A Machine Learning approach for fall detection and daily living activity recognition
June 1, 2021 – October 1, 2021
Tested the performance of four algorithms for classifying human activities. Used acceleration and angular velocity data from two public databases to recognize seven different activities, including falls and activities of daily living. From the acceleration and angular velocity data, we extract time- and frequency-domain features and provide them to a classification algorithm.

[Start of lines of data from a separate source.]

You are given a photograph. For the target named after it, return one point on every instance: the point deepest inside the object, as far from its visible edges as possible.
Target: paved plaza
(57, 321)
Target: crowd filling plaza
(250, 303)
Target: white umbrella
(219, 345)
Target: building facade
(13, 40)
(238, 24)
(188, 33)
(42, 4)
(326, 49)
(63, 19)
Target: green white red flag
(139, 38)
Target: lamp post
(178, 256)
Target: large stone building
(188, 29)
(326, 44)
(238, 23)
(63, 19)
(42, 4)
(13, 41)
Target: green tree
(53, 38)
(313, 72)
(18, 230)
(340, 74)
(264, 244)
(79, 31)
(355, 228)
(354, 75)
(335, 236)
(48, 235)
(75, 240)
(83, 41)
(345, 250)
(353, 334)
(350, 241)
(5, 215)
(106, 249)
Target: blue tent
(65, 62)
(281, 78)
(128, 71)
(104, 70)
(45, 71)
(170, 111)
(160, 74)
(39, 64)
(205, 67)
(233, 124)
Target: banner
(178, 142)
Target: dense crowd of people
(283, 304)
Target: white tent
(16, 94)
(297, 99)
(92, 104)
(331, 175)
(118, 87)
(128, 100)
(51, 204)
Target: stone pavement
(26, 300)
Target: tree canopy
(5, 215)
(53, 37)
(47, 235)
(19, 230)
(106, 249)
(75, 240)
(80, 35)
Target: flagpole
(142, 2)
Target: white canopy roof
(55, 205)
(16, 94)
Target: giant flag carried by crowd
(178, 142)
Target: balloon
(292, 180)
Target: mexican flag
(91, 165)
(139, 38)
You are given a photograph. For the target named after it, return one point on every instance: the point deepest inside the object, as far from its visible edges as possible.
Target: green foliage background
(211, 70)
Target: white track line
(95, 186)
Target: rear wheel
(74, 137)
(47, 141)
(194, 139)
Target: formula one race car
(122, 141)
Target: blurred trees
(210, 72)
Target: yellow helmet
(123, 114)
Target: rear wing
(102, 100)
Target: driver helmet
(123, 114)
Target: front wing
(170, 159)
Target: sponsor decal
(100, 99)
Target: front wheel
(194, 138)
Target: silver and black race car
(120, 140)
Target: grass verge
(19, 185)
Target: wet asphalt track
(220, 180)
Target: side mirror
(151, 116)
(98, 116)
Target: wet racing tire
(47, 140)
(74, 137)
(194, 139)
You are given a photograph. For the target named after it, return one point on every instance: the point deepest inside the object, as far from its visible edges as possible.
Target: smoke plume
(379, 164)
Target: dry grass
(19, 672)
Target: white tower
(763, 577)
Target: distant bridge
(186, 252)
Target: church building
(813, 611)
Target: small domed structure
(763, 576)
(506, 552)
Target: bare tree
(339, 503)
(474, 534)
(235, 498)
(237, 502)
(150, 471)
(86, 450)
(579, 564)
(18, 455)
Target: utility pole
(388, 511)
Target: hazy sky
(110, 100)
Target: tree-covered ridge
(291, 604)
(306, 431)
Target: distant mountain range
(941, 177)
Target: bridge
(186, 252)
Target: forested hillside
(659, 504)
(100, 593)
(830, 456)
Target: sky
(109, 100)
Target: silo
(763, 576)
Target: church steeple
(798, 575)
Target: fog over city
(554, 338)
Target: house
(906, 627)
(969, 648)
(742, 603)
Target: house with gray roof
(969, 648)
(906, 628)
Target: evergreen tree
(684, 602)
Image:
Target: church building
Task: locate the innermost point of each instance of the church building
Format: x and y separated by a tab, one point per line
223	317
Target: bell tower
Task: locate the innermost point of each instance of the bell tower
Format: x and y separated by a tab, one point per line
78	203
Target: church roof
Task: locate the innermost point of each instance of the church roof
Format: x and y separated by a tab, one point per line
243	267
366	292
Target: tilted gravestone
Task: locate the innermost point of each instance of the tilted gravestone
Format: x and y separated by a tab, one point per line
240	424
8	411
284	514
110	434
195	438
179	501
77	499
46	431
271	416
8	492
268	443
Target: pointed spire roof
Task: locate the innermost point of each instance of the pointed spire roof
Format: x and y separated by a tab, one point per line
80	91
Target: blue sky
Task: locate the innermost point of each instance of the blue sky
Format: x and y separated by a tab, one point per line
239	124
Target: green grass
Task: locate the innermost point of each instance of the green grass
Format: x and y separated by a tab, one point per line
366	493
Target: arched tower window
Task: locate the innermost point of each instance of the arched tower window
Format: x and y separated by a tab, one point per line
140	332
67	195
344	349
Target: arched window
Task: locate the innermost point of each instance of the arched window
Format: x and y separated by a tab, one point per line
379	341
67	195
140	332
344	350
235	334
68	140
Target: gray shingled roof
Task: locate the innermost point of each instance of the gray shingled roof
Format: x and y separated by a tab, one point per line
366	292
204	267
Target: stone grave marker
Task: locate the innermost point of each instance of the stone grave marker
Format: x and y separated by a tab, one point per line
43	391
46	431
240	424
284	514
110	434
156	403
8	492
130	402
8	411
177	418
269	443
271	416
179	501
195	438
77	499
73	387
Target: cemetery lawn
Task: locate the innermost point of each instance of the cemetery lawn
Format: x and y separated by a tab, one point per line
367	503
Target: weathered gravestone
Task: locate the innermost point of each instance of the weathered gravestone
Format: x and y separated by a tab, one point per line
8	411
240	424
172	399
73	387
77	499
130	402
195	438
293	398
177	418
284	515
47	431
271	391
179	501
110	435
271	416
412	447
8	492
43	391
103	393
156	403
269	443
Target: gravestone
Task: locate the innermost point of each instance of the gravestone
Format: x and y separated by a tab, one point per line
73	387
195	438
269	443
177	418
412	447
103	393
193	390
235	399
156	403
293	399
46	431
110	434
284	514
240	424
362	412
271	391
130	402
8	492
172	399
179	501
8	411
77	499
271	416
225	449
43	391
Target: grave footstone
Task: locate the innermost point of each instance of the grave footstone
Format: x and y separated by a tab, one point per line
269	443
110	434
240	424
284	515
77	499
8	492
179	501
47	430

These algorithms are the artificial neural network (ANN), K-nearest neighbors (KNN), quadratic support vector machine (QSVM), and en semble bagged tree (EBT). New features that improve the performance of the classifier are extracted from the power spectral density of the acceleration. In the first step, only the acceleration data are used for activity recognition. In a second step, we extract features from the autocorrelation function and the power spectral density of both the acceleration and the angular velocity data, which improves the classification accuracy.
Certificate of Achievement: Freedom With AI Masterclass
Freedom With AI
June 25, 2026 – Present
Cultural Fit Analysis
The candidate's background is heavily skewed towards education and training in AI and Robotics, rather than direct industry experience in an ML Engineer role. While the projects demonstrate relevant technical understanding, the professional experience is primarily in teaching and curriculum development. This suggests a potential cultural fit challenge for a pure engineering team focused on product delivery, but could be a strong asset in roles involving knowledge transfer, mentorship, or R&D with an educational component. The diversity of roles (trainer, administrator, consultant) indicates adaptability, but the core focus remains on education.
Soft Skills & Operational Fit
The candidate demonstrates strong communication and training skills through their extensive experience as a trainer and educator. Their roles involve curriculum development, academic advising, and mentorship, indicating good interpersonal and leadership qualities. The project descriptions are clear and detailed, suggesting effective written communication. However, the primary experience is in education and training rather than direct ML engineering product development, which might require an adjustment period for operational fit in a pure engineering role.